Право же, славной леди вовсе незачем было так огорчаться именно по этому поводу, так как ее знание света было по меньшей мере весьма сомнительно; по-видимому, так думал и Ральф, ибо он улыбнулся в ответ на ее слова. Затем он посмотрел в упор на нее и на Николаса и произнес такую речь:

— О том, что я сделал или намеревался сделать для вас, сударыня, и для моей племянницы, я не обмолвлюсь ни словом. Я не давал никаких обещаний и предоставляю судить вам самой. Сейчас я не угрожаю ничем, но говорю, что этот мальчишка, упрямый, своевольный и распущенный, не получит ни одного пенни моих денег и ни одной корки моего хлеба, и я пальцем не пошевельну, чтобы спасти его от самой высокой виселицы в Европе. Я не желаю видеть его, где бы он ни был, и не желаю слышать его имя. Я не желаю помогать ни ему, ни тем, кто ему помогает. С присущим ему эгоизмом и ленью, хорошо зная, что он этим на вас навлекает, он вернулся сюда, чтобы еще увеличить вашу нужду и быть обузой для своей сестры, живя на ее скудное жалованье. Мне жаль покидать вас и еще больше жаль ее, но я не намерен поощрять такую низость и жестокость, а так как я не хочу просить вас, чтобы вы отреклись от него, то больше я вас не увижу.

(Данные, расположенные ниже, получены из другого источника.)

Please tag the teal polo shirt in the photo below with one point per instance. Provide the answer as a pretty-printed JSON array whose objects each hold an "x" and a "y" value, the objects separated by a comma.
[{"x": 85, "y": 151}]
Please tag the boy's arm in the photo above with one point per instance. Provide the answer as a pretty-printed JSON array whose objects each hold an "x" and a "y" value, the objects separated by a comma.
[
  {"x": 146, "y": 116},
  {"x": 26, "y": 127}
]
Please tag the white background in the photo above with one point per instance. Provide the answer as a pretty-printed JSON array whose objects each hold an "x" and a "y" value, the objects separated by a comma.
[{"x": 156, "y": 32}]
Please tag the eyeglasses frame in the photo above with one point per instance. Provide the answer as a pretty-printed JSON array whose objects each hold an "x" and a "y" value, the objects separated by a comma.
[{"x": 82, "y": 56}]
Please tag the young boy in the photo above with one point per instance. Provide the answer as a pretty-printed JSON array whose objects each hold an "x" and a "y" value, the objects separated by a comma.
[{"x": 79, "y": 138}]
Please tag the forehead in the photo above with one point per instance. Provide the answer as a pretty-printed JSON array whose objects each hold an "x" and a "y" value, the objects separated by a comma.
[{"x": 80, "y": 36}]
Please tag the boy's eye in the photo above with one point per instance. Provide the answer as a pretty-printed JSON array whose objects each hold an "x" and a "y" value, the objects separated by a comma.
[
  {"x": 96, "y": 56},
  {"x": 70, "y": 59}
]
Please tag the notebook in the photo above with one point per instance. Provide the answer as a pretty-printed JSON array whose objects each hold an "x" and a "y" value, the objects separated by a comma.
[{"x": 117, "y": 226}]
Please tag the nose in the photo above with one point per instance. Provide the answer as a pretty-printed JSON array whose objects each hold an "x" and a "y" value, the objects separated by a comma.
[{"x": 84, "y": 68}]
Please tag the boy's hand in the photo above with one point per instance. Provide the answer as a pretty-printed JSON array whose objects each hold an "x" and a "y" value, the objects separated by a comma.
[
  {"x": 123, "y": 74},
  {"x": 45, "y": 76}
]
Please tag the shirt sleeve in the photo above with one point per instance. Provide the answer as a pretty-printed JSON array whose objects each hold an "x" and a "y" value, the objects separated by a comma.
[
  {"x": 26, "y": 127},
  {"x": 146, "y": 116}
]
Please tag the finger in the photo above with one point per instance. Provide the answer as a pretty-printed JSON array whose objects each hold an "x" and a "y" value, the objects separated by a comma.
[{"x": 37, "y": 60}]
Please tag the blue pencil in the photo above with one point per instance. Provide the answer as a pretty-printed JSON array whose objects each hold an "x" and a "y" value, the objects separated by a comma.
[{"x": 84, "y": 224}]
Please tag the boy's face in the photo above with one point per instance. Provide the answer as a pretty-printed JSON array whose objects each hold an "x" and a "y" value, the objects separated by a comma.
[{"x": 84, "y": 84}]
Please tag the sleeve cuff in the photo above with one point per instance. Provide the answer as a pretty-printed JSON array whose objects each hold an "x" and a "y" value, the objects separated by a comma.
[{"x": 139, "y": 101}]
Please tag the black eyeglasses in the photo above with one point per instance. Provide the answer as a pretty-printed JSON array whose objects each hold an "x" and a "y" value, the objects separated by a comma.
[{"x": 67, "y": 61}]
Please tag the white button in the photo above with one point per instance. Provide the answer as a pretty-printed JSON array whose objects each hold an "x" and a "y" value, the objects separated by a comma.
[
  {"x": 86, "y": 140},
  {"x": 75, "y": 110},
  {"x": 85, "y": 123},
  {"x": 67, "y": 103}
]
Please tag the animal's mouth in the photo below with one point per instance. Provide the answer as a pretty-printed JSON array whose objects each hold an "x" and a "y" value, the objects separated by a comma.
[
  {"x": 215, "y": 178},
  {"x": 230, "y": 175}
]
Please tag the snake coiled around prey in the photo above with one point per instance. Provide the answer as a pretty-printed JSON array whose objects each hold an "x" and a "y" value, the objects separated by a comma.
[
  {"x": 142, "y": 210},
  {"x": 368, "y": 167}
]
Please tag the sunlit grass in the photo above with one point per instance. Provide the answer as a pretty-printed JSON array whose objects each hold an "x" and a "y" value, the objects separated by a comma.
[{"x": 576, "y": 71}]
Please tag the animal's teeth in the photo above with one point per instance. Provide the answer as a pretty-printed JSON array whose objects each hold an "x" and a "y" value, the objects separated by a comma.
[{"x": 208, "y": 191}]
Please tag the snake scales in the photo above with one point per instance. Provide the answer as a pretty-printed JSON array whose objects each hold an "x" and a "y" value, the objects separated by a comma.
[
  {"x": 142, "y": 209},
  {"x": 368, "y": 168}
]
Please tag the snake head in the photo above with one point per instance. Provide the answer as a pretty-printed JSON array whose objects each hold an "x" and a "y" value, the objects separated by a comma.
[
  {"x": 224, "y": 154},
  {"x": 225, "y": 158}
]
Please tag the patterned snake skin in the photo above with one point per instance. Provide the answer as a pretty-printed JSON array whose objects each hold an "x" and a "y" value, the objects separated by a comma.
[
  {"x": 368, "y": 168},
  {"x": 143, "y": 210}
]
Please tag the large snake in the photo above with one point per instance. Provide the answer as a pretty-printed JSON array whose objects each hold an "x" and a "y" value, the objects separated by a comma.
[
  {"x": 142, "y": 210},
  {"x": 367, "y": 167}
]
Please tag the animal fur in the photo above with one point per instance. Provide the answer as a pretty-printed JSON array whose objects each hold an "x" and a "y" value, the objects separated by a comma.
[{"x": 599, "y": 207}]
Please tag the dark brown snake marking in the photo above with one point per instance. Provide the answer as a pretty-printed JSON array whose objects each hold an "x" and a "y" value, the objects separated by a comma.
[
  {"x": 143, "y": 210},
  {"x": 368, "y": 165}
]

Если бы Ральф не знал и не чувствовал своего умения оскорблять тех, кого ненавидел, его взгляд, устремленный на Николасв, показал бы ему это умение во всей его полноте, когда он произносил приведенную выше речь. Хотя молодой человек был ни в чем не повинен, каждое лукавое обвинение причиняло боль, каждое хорошо обдуманное саркастическое замечание задевало за живое; и, видя его бледное лицо и дрожащие губы, Ральф поздравил себя с тем, как удачно выбирал он свои насмешки, рассчитанные на то, чтобы глубоко ранить юную и пылкую душу.